Garrett se había vinculado al consejo editorial del Times durante la Primera Guerra Mundial y tenía una cercana relación de trabajo con Adolph Ochs, el propietario del Times y patriarca de la familia que, hasta el día de hoy, mantiene el control accionario del diario. Garrett parecía disfrutar recordando sus días en el Times y los comités editoriales a los que solía asistir diariamente en presencia de Adolph Ochs, y no había otro sastre en Estados Unidos al que le interesara más saber sobre Ochs y su periódico que a mi padre. Siendo un inmigrante recién llegado en los años veinte, leía cuidadosamente el Times todos los días y, con la ayuda de un diccionario que mantenía a mano, aumentaba su vocabulario, al tiempo que aprendía sobre las cosas que más les importaban a los norteamericanos. Cuando los ejércitos aliados invadieron el sur de Italia, en el verano de 1943, mi padre confió en la cobertura informativa del Times sobre las acciones militares para hacerse una idea de en qué medida estaba segura su madre viuda, que vivía con parientes y amigos en un campamento instalado en las planicies cercanas a su pueblo en la montaña, lo cual era lo más lejos que se podían ir para huir del fuego cruzado entre los soldados que combatían en las tierras altas. Los alemanes, y lo que quedaba del poco disciplinado ejército de Mussolini, todavía intentaban defender la región. Pero, según lo que mi padre podía conjeturar tras estudiar los mapas del campo de batalla que incluía el Times, con esas flechas que indicaban la dirección de los movimientos, los Aliados siempre estaban avanzando. Iban acabando con sus adversarios no sólo en tierra sino por aire y desde las naves que se acercaban a las playas y bombardeaban los puertos y colinas ocupados por los alemanes. A medida que las flechas de los mapas del Times se aproximaban cada día más y más al área donde estaba el lugar de nacimiento de mi padre, el hombre se mostraba más y más vacilante al recoger el periódico por la mañana. Sólo cuando las flechas pasaron más allá de su pueblo, llamado Maida, y se dirigieron hacia el norte, hacia Nápoles —sin que hubiese informes de víctimas civiles en su pueblo—, recuperó la compostura.
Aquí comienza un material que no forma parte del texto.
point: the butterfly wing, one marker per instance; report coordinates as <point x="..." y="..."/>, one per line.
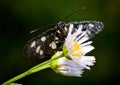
<point x="43" y="46"/>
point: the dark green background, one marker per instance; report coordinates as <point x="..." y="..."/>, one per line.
<point x="18" y="17"/>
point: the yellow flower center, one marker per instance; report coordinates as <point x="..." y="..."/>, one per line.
<point x="76" y="47"/>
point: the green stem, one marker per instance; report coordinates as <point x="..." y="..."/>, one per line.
<point x="34" y="69"/>
<point x="43" y="65"/>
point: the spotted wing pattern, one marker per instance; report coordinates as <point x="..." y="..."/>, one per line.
<point x="44" y="46"/>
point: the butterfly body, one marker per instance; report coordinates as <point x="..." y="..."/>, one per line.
<point x="44" y="46"/>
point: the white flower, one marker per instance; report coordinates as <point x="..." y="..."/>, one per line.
<point x="74" y="61"/>
<point x="77" y="46"/>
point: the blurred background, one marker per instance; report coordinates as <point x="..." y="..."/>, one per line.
<point x="19" y="17"/>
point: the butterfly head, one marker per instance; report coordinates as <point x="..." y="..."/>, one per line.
<point x="61" y="30"/>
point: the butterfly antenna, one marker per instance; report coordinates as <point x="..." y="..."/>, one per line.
<point x="72" y="13"/>
<point x="35" y="30"/>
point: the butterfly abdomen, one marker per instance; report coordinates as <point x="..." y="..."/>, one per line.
<point x="44" y="46"/>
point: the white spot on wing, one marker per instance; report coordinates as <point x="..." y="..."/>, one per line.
<point x="53" y="45"/>
<point x="37" y="49"/>
<point x="41" y="52"/>
<point x="33" y="44"/>
<point x="43" y="38"/>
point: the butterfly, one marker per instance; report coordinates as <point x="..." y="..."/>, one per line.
<point x="44" y="46"/>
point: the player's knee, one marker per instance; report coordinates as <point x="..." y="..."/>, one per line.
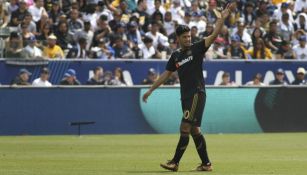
<point x="185" y="129"/>
<point x="195" y="131"/>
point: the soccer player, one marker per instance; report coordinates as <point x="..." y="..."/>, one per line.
<point x="188" y="62"/>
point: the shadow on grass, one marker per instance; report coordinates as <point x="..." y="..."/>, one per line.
<point x="161" y="172"/>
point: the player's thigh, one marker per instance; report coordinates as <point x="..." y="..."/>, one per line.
<point x="193" y="109"/>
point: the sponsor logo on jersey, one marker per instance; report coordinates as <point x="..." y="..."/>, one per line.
<point x="182" y="62"/>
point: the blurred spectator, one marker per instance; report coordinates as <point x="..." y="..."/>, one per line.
<point x="25" y="34"/>
<point x="226" y="80"/>
<point x="14" y="46"/>
<point x="236" y="50"/>
<point x="45" y="20"/>
<point x="147" y="49"/>
<point x="99" y="9"/>
<point x="241" y="31"/>
<point x="285" y="51"/>
<point x="248" y="15"/>
<point x="283" y="10"/>
<point x="4" y="16"/>
<point x="87" y="33"/>
<point x="119" y="31"/>
<point x="209" y="14"/>
<point x="42" y="38"/>
<point x="55" y="12"/>
<point x="121" y="49"/>
<point x="176" y="10"/>
<point x="53" y="51"/>
<point x="300" y="49"/>
<point x="216" y="51"/>
<point x="256" y="34"/>
<point x="169" y="24"/>
<point x="118" y="78"/>
<point x="31" y="25"/>
<point x="301" y="22"/>
<point x="157" y="16"/>
<point x="79" y="50"/>
<point x="74" y="23"/>
<point x="296" y="36"/>
<point x="225" y="35"/>
<point x="262" y="8"/>
<point x="286" y="28"/>
<point x="37" y="10"/>
<point x="208" y="31"/>
<point x="300" y="6"/>
<point x="151" y="77"/>
<point x="31" y="51"/>
<point x="141" y="14"/>
<point x="300" y="77"/>
<point x="103" y="30"/>
<point x="65" y="39"/>
<point x="97" y="79"/>
<point x="103" y="51"/>
<point x="272" y="38"/>
<point x="187" y="19"/>
<point x="157" y="8"/>
<point x="196" y="11"/>
<point x="159" y="40"/>
<point x="194" y="35"/>
<point x="279" y="78"/>
<point x="116" y="20"/>
<point x="42" y="81"/>
<point x="22" y="78"/>
<point x="13" y="6"/>
<point x="134" y="38"/>
<point x="70" y="78"/>
<point x="173" y="80"/>
<point x="256" y="81"/>
<point x="199" y="21"/>
<point x="19" y="14"/>
<point x="107" y="78"/>
<point x="259" y="51"/>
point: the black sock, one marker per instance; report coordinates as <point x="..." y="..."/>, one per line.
<point x="181" y="147"/>
<point x="201" y="148"/>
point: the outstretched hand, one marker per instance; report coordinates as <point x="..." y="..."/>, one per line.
<point x="146" y="95"/>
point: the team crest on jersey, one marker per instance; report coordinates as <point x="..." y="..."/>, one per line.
<point x="182" y="62"/>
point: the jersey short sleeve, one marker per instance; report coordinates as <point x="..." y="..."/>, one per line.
<point x="171" y="64"/>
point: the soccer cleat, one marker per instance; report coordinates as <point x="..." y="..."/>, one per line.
<point x="170" y="165"/>
<point x="204" y="167"/>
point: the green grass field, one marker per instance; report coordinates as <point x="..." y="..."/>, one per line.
<point x="238" y="154"/>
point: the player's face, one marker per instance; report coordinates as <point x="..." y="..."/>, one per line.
<point x="185" y="40"/>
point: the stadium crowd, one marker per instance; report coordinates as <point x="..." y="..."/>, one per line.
<point x="144" y="29"/>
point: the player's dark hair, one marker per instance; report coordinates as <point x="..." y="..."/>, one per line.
<point x="97" y="69"/>
<point x="182" y="29"/>
<point x="273" y="22"/>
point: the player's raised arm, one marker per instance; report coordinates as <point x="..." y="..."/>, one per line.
<point x="221" y="16"/>
<point x="164" y="76"/>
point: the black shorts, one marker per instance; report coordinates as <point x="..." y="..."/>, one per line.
<point x="193" y="108"/>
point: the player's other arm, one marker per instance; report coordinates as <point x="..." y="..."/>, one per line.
<point x="164" y="76"/>
<point x="221" y="16"/>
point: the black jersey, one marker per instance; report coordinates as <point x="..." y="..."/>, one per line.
<point x="188" y="63"/>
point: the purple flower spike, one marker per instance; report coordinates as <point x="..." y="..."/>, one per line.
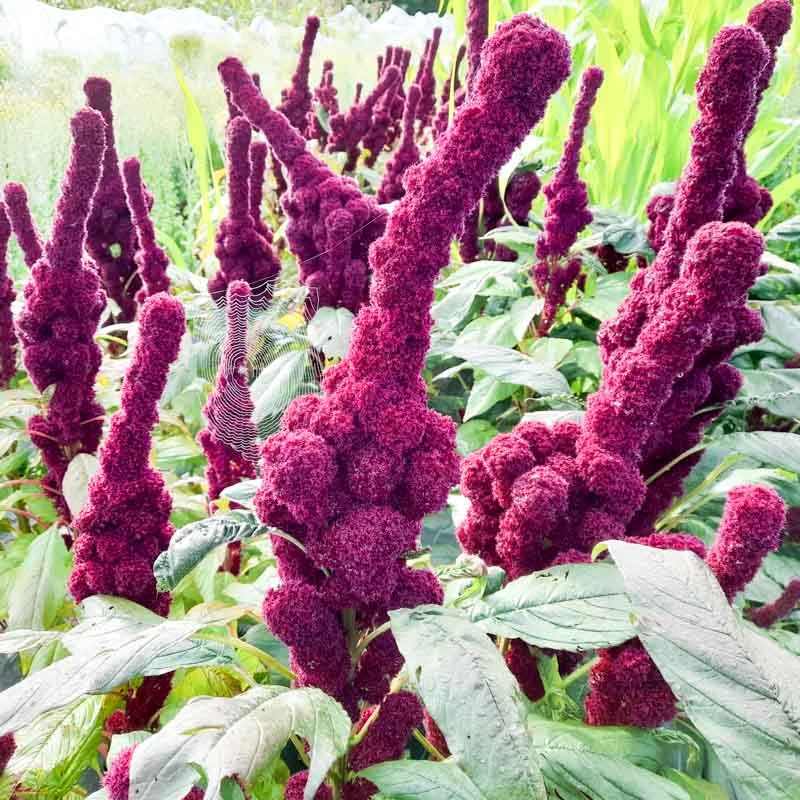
<point x="726" y="94"/>
<point x="296" y="100"/>
<point x="567" y="212"/>
<point x="110" y="234"/>
<point x="352" y="472"/>
<point x="229" y="439"/>
<point x="243" y="253"/>
<point x="427" y="82"/>
<point x="326" y="98"/>
<point x="750" y="529"/>
<point x="406" y="155"/>
<point x="8" y="339"/>
<point x="22" y="223"/>
<point x="331" y="223"/>
<point x="124" y="524"/>
<point x="151" y="260"/>
<point x="349" y="128"/>
<point x="63" y="304"/>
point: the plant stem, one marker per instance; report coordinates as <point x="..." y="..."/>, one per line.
<point x="427" y="746"/>
<point x="579" y="673"/>
<point x="265" y="658"/>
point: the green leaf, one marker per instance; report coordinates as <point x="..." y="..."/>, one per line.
<point x="75" y="485"/>
<point x="597" y="761"/>
<point x="572" y="607"/>
<point x="511" y="366"/>
<point x="40" y="583"/>
<point x="115" y="642"/>
<point x="609" y="292"/>
<point x="329" y="330"/>
<point x="278" y="384"/>
<point x="473" y="435"/>
<point x="738" y="688"/>
<point x="485" y="393"/>
<point x="192" y="543"/>
<point x="238" y="736"/>
<point x="422" y="780"/>
<point x="473" y="698"/>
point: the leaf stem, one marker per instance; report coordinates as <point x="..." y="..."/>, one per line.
<point x="265" y="658"/>
<point x="427" y="746"/>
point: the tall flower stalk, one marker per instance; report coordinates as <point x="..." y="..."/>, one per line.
<point x="63" y="302"/>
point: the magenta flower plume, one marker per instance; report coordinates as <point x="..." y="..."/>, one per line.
<point x="229" y="439"/>
<point x="352" y="472"/>
<point x="406" y="155"/>
<point x="750" y="529"/>
<point x="349" y="128"/>
<point x="767" y="615"/>
<point x="330" y="222"/>
<point x="296" y="100"/>
<point x="63" y="304"/>
<point x="567" y="210"/>
<point x="151" y="260"/>
<point x="427" y="81"/>
<point x="326" y="100"/>
<point x="124" y="524"/>
<point x="726" y="94"/>
<point x="746" y="201"/>
<point x="22" y="223"/>
<point x="110" y="234"/>
<point x="243" y="253"/>
<point x="8" y="339"/>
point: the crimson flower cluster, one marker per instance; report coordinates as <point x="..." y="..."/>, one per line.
<point x="567" y="210"/>
<point x="296" y="100"/>
<point x="229" y="439"/>
<point x="243" y="252"/>
<point x="151" y="260"/>
<point x="8" y="339"/>
<point x="124" y="524"/>
<point x="330" y="222"/>
<point x="353" y="471"/>
<point x="110" y="233"/>
<point x="63" y="304"/>
<point x="326" y="98"/>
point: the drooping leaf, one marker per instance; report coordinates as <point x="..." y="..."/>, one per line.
<point x="75" y="485"/>
<point x="572" y="607"/>
<point x="192" y="543"/>
<point x="40" y="585"/>
<point x="422" y="780"/>
<point x="474" y="699"/>
<point x="238" y="736"/>
<point x="739" y="688"/>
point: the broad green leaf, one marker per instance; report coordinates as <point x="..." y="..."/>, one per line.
<point x="192" y="543"/>
<point x="108" y="649"/>
<point x="329" y="330"/>
<point x="238" y="736"/>
<point x="278" y="384"/>
<point x="511" y="366"/>
<point x="55" y="736"/>
<point x="609" y="292"/>
<point x="777" y="390"/>
<point x="242" y="493"/>
<point x="473" y="435"/>
<point x="422" y="780"/>
<point x="40" y="585"/>
<point x="473" y="697"/>
<point x="75" y="485"/>
<point x="572" y="607"/>
<point x="485" y="393"/>
<point x="738" y="688"/>
<point x="603" y="763"/>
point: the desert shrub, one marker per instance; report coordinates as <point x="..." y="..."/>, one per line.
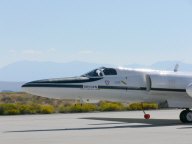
<point x="83" y="108"/>
<point x="8" y="109"/>
<point x="46" y="109"/>
<point x="139" y="106"/>
<point x="110" y="106"/>
<point x="77" y="108"/>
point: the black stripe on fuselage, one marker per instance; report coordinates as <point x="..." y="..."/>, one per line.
<point x="68" y="81"/>
<point x="56" y="85"/>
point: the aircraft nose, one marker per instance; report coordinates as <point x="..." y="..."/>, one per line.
<point x="34" y="83"/>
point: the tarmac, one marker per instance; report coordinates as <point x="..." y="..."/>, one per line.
<point x="164" y="127"/>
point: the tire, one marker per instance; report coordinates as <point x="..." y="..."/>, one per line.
<point x="189" y="116"/>
<point x="182" y="116"/>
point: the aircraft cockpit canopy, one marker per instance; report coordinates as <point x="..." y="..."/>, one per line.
<point x="100" y="72"/>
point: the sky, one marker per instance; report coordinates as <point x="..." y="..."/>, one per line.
<point x="116" y="32"/>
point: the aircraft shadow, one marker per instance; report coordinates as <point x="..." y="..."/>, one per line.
<point x="115" y="123"/>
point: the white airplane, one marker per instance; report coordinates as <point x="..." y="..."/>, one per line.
<point x="122" y="85"/>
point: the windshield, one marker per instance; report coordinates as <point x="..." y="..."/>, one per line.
<point x="95" y="73"/>
<point x="100" y="72"/>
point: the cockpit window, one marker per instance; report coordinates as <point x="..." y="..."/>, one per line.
<point x="100" y="72"/>
<point x="95" y="73"/>
<point x="110" y="71"/>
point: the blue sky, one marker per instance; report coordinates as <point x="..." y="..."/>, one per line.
<point x="116" y="32"/>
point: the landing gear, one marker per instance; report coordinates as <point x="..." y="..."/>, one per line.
<point x="186" y="116"/>
<point x="146" y="116"/>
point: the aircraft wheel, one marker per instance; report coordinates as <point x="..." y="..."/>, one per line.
<point x="189" y="117"/>
<point x="186" y="116"/>
<point x="183" y="116"/>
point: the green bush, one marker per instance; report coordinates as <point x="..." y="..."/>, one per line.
<point x="78" y="108"/>
<point x="9" y="109"/>
<point x="111" y="106"/>
<point x="141" y="106"/>
<point x="47" y="109"/>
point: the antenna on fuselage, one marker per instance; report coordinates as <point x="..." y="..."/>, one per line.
<point x="176" y="68"/>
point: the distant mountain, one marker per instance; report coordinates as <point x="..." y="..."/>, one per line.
<point x="165" y="65"/>
<point x="10" y="86"/>
<point x="30" y="70"/>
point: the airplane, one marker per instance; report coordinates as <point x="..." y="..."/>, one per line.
<point x="122" y="85"/>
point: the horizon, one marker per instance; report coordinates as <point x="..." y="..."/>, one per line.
<point x="111" y="32"/>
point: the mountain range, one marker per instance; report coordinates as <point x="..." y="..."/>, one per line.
<point x="31" y="70"/>
<point x="14" y="75"/>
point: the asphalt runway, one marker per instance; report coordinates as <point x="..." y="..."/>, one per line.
<point x="96" y="128"/>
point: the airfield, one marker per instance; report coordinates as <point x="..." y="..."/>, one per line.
<point x="96" y="128"/>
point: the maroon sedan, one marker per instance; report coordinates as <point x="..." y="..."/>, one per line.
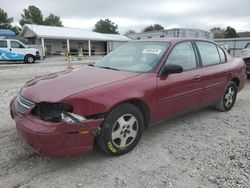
<point x="139" y="84"/>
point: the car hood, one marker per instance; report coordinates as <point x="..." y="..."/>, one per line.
<point x="57" y="86"/>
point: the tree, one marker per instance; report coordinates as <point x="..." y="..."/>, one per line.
<point x="230" y="32"/>
<point x="218" y="32"/>
<point x="53" y="20"/>
<point x="32" y="15"/>
<point x="129" y="32"/>
<point x="106" y="26"/>
<point x="5" y="21"/>
<point x="155" y="27"/>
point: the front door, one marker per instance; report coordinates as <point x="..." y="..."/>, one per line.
<point x="180" y="92"/>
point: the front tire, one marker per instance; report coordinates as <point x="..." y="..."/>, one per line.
<point x="228" y="99"/>
<point x="29" y="59"/>
<point x="121" y="130"/>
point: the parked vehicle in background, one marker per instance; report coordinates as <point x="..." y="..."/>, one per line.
<point x="14" y="50"/>
<point x="245" y="54"/>
<point x="139" y="84"/>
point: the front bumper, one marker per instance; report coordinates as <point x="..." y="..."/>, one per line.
<point x="55" y="139"/>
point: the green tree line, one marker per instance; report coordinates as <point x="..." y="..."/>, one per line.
<point x="33" y="15"/>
Pero meses después, cuando el Times publicó en primera página la fotografía de un monasterio que se había quemado después del estallido de una bomba, ubicado en la cima de una colina, al noroeste de Nápoles, llamado la abadía de Montecasino, se le aguaron los ojos. Esa abadía había sido un centro académico regido por los monjes benedictinos desde el siglo VI. Mi padre la había conocido cuando tenía catorce años, época en la que contempló la idea de convertirse en monje, a pesar de que su mentor espiritual en aquella época, y después a lo largo de toda su vida, fue un monje que no tenía ninguna relación con los benedictinos. El patrono de mi padre era un franciscano, un místico barbado y de hábito marrón del siglo XV, que más tarde fue canonizado como san Francisco de Paola. Dicho monje pasó algún tiempo en la aldea de mi padre y sus alrededores, meditando y levitando, curando a los paralíticos y, a veces, resucitando a los muertos, o al menos eso era lo que decían algunos testigos. Frente al lugar de nacimiento de mi padre, san Francisco de Paola construyó un santuario que ha perdurado hasta el siglo XXI como símbolo de la creencia católica en la omnipresente posibilidad de los milagros.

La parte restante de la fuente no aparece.